On a side note: There are situations, where adding a u suffix is the right thing to ensure correctness of computations, as Lundin's answer demonstrates. However, there are also coding guidelines that strictly forbid mixing of signed and unsigned types, even to the extent that the following statement

unsigned int x = 0;

is classified as non-conforming and has to be written as

unsigned int x = 0u;

This can lead to a situation where developers that deal a lot with unsigned values develop the habit of adding u suffixes to literals everywhere. But, be aware that changing signedness can lead to different behavior in various contexts, for example:

(x > 0)

can (depending on the type of x) mean something different than

(x > 0u)

Luckily, the compiler / code checker will typically warn you about suspicious cases. Nevertheless, adding a u suffix should be done with consideration.

Answer 2

Integer literals like 1 in C code are always of the type int. int is the same thing as signed int. One adds u or U (equivalent) to the literal to ensure it is unsigned int, to prevent various unexpected bugs and strange behavior.

One example of such a bug:

On a 16-bit machine where int is 16 bits, this expression will result in a negative value:

long x = 30000 + 30000;

Both 30000 literals are int, and since both operands are int, the result will be int. A 16-bit signed int can only contain values up to 32767, so it will overflow. x will get a strange, negative value because of this, rather than 60000 as expected.

The code

long x = 30000u + 30000u;

will however behave as expected.

Answer 3

It is a way of telling the compiler that the constant 1 is meant to be used as an unsigned integer.
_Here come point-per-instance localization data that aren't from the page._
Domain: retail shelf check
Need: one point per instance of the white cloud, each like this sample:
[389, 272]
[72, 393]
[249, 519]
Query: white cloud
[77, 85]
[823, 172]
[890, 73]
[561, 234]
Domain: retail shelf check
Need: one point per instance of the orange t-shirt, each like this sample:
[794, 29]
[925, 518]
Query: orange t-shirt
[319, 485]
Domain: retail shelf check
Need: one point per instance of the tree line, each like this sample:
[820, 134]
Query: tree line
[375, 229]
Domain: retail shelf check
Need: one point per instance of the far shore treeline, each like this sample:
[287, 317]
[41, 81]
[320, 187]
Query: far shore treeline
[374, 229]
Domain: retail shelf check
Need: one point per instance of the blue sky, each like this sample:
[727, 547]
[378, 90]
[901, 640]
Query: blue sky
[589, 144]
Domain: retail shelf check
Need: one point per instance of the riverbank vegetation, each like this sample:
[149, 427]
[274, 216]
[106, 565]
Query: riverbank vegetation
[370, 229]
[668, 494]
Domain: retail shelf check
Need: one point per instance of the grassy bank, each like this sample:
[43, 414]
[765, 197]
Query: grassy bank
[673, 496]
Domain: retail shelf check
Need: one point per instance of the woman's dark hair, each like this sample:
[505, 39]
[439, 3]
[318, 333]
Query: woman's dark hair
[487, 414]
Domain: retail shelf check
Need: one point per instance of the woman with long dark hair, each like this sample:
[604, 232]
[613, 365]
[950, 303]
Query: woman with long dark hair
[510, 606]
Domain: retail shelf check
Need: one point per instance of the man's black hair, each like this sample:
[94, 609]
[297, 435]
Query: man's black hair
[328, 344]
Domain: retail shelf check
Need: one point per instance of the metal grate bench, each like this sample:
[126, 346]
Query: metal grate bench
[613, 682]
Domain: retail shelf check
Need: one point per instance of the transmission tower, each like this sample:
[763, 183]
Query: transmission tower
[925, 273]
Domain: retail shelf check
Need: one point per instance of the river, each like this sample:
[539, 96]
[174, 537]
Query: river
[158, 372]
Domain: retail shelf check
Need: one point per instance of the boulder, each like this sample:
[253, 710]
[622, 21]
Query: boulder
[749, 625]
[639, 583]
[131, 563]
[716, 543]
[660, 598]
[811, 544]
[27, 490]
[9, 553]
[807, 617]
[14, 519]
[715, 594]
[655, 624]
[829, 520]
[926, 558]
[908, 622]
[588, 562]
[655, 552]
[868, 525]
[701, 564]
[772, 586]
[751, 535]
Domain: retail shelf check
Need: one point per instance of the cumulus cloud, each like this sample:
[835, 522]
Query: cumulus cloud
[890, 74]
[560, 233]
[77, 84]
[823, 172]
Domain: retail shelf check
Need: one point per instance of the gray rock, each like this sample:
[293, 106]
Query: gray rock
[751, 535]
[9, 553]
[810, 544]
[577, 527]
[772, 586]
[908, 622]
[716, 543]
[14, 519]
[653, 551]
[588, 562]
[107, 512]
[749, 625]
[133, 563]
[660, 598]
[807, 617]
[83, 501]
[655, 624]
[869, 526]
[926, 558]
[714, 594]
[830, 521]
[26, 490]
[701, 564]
Some compilers assume that any number without a suffix like 'u' is of int type. To avoid this confusion, it is recommended to use a suffix like 'u' when using a constant as an unsigned integer. Other similar suffixes also exist. For example, for float 'f' is used.

Answer 4

it means "unsigned int", basically it functions like a cast to make sure that numeric constants are converted to the appropriate type at compile-time.

Answer 5

It is a way to define unsigned literal integer constants.